Position Markers causing stutters

Hey all, I recently installed Ardour on Ubuntu and although it looks like a perfectly good program I’ve not been able to get to use it for any actual work. This is because when I try to record a track there will be split second stutters of silence. After recording when I look back at the position markers there will be a row of yellow arrows pointing to each point of silence or glitch. What is the meaning of the yellow arrows? Are the stutters being caused by the yellow arrows being put in place or are the yellow arrows pointing out glitches in the track? I’ve been reading about and can’t seem to find anyone with the same problem I’m having.

Cheers, Dan

Are the stutters being caused by the yellow arrows being put in place or are the yellow arrows pointing out glitches in the track?

The latter, and this can be controlled in the Options menu.

You are having xrun problems, most likely your computer is not set up for realtime operation correctly. Some googling should provide answers to this, it is a common problem, and Ubuntu is particularly bad about it.

   Seablade

Oh, I was hoping for someone to say something like “Your yellow arrow glitch switch is toggled to on.” What operating system do you suggest I use?

Thanks for the reply.

Sorry was both very tired and may have been responding on cell phone at that time. While I am no longer on a cell phone I am still very tired so someone better come behind me and make sure what I type is accurate and makes the least bit of sense.

You can certainly use Linux, and if you are used to Ubuntu you can still use that distribution, but it will require some system administration to set up correctly. If you want to start with a different distribution of Linux, then I would suggest taking a look at AVLinux and see how well that works for you.

  Seablade

With Ubuntu I suggest you try adding the kxstudio repositories to get a realtime kernel and up-to-date audio software versions. A lot of people seem to have good success with that (though I must admit I use AVLinux)

The stock Ubuntu has been quite good - I’m using 10.04 LTS for testing plugins etc, although our linuxDSP development machines run Mandriva.

10.04 LTS required no special tweaks and has been very usable and stable. I’m not convinced that a realtime kernel is mandatory for audio (I’ve never needed to use one, and for every report I see about how stable a particular combination of (realtime) kernel, distro and hardware is there are normally equal numbers of users who find the same combination causes all kinds of problems for audio). The reality is there are just too many variables to be able to say "this combination is good’ ‘that combination is bad’

All that said, I’ve been trying very hard to like Ubuntu 11.10, but personally I can’t recommend it for anything (not just audio). The list of utterly frustrating things that have been broken or rendered practically unusable in the name of ‘progress’ grows longer every day (I’m not against change, It’s just change should move things in a generally positive direction…)

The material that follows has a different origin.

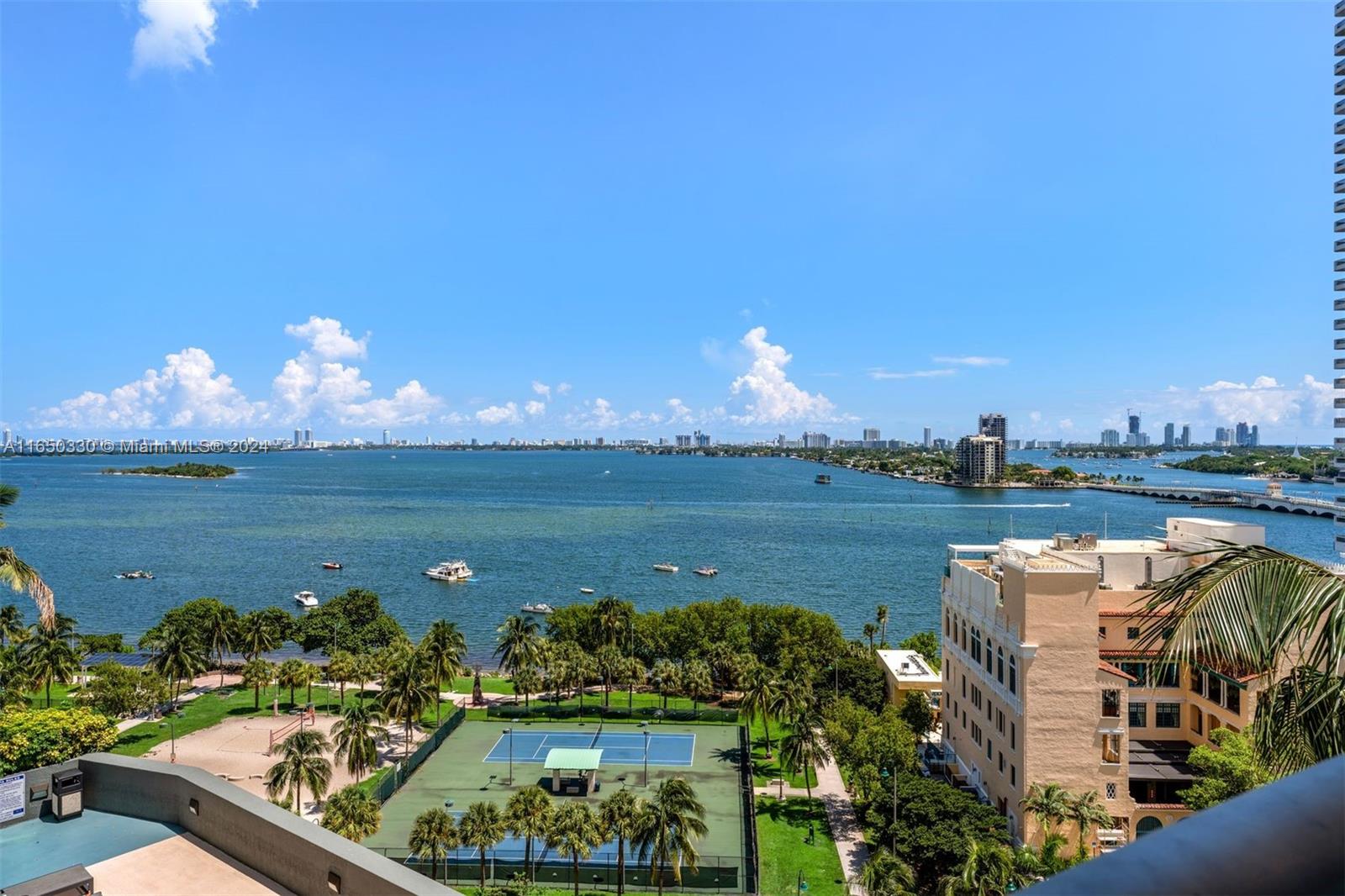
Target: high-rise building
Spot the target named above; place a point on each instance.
(1047, 678)
(979, 459)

I would however certainly recommend a dedicated audio distro as a good starting point, and A/V linux is definitely worth trying.

A realtime kernel is not needed for most purposes related to audio no. It is only eneded if you actually MUST have the lowest latencies stably, and many people that think they need this really don’t need this.

Seablade

It turns out I just needed to switch of the xrun marker in the options menu. Problem solved.

That will just hide the symptom, not fix the problem, unless you have now set up your system for proper realtime operation. All those markers did was marked where a problem occurred. Now you have no visual indication of where problems occur, but they are almost certainly still occurring.

Seablade

Aye but beforehand there a silence or shudder where there was a marker. Now the music continues on smoothly as though nothing is wrong. Everything continues in sync with each other and you can’t audibly perceive there is a problem. I don’t even know if that counts as a problem anymore.

It means you are getting lucky most likely. The markers didn’t cause the stutter, they only marked where it was, that was all that option did. You are likely getting lucky now if you haven’t done what I said early on and set up your system for proper audio performance and not getting as many xruns, but the only way to know that would be to look at QJackCTL’s display and see what it is telling you. I would certainly still consider it a problem, because it means your system could cause a dropout for reasons unrelated to your audio because it doesn’t have proper realtime permissions, and this will likely happen at the worst possible moment courtesy of our friend Murphy.